But before we get to how Amazon could own all of video streaming, let us first discuss what video streaming we are referring to. Because as of this second the conversation is very muddled.
The problem with that idea is that there was never any sort of way that Netflix would be a monolith in this space. the reason is that Netflix by construction because of their own ambition and set up to inherit the mantle from old media gatekeepers and hand it to them. the reason why that was never going to work is that Netflix cannot have a monopoly on good ideas, so it’s not like Netflix can just out-content everyone one forever. so then the only difference between Netflix and anybody else for us to think of Netflix as the heir incumbent would be the technology gap between them and old media. but that gap was also just a headstart and little else, there is no reason to believe that old media was never not going to adjust to a new distribution service eventually. And ultimately, for Netflix to beat Disney they need to become Disney, while all Disney has to do is copy a distribution technology. But again what makes this conversation even more interesting is like i mentioned previously, this is ultimately an old media perspective. Youtube on the other hand takes the opposite approach in terms of their business philosophy, which is very much something shared by Amazon. They are trying to bring the physical world onto the internet and take a cut on everything going on there. So the bet with youtube was that, the internet provides a platform for an absurd amount of human content, and they are betting the net value of the content because of the sheer number of participants will be greater than the value of the pre selected content.
As a function of this, the online streaming industry is split along platforms which want to host studio content, crowd sourced content and sports others which provide curated content. Amazon is the only one who managed to have a foothold in both spaces in parallel through twitch and amazon video. It remains to be seen how spontaneous vs curated content co-integrate in the long run and to what extent are they substitutable for the other. the extent to which will then dictate the future level of isomorphism in this space. But so far, these two forms of media have been able to push societies buttons in different ways at the same time. so there is less of a need for Netflix to look like youtube. However, it’s hard to imagine relying on others to create your media for you in the case of youtube is not better long term. such a thing will always be in vogue, so it’s going to be a more robust medium going forward. the main question in my mind when it comes to the internet, is that will we the same hierarchies of traditional industries on the internet once the foggies wise up. or will the internet actually transfer wealth from corporation to the consumer. this mirror more or less the trend of the domestication of the internet that we’ve been doing at the very least till the adoption of the internet. that to a lesser extent is the current question of youtube. will they stay loyal and promote individuals or is it just going to be a conduit for corporations.

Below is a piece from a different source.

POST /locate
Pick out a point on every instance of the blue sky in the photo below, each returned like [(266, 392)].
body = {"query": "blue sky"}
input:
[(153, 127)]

in the sense of being a producer of pre-selected content Netflix is limited by its ambition and its business model. Eventually Netflix will have to produce most of the content on it’ website, making the content on it increasingly different than the rest of the tittles on the internet. so instead of going to Netflix to watch movies. you are going to go to Netflix to watch Netflix content, because they do not have a monopolies on movies anymore. Amazon video, despite lacking in original content it still gives you the option tittles which is not part of its video service. this basically means, in the same location Amazon is able to run to recurrent operational models in the sense that they allow you to both stream content that you can stream but let you buy the content that you want to buy. thereby giving you more variety in choice.

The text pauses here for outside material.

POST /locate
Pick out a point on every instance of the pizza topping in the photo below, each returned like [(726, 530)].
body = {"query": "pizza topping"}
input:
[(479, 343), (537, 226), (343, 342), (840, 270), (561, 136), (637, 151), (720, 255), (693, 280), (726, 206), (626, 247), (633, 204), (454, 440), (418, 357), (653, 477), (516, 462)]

but that then raises the question, why doesn’t take on youtube, or to said otherwise why doesn’t amazon diversify into non-live crowd sourced content? The first reason why this is a good idea for amazon is that whenever amazon and google are in direct competition, amazon is playing by different rules because it doesn’t have to generate profits for a quarterly earnings call, the metric it’s being judged by is growth. If you want to map this formally, amazon in a game theory sense is playing an infinite game while going is playing a finite game. Amazon is then able to optimise over a larger time horizon allowing for a greater local maxima. as opposed to the folks at google who are judged by how much money they can generate. So how does this advantage translate into a rival against youtube? Firstly, like i mentioned previously, for now youtube is predominantly a crowd sourced platform. so the main issue would be to attract the attention of the consumers by focusing on the producers. it is worth remembering that content creators are fickle. especially nowadays as due to the lack of competition in the space they basically have no power. it is true that Amazon would struggle with some of the same sort of problems youtube is facing as they are structurally built into the industry. so the only question that is on their mind is it better for me to post on twitch or on youtube. Nothing else. So although Youtube is by far and away the predominant player in the field their supply lines (content creators) can be easily taken elsewhere.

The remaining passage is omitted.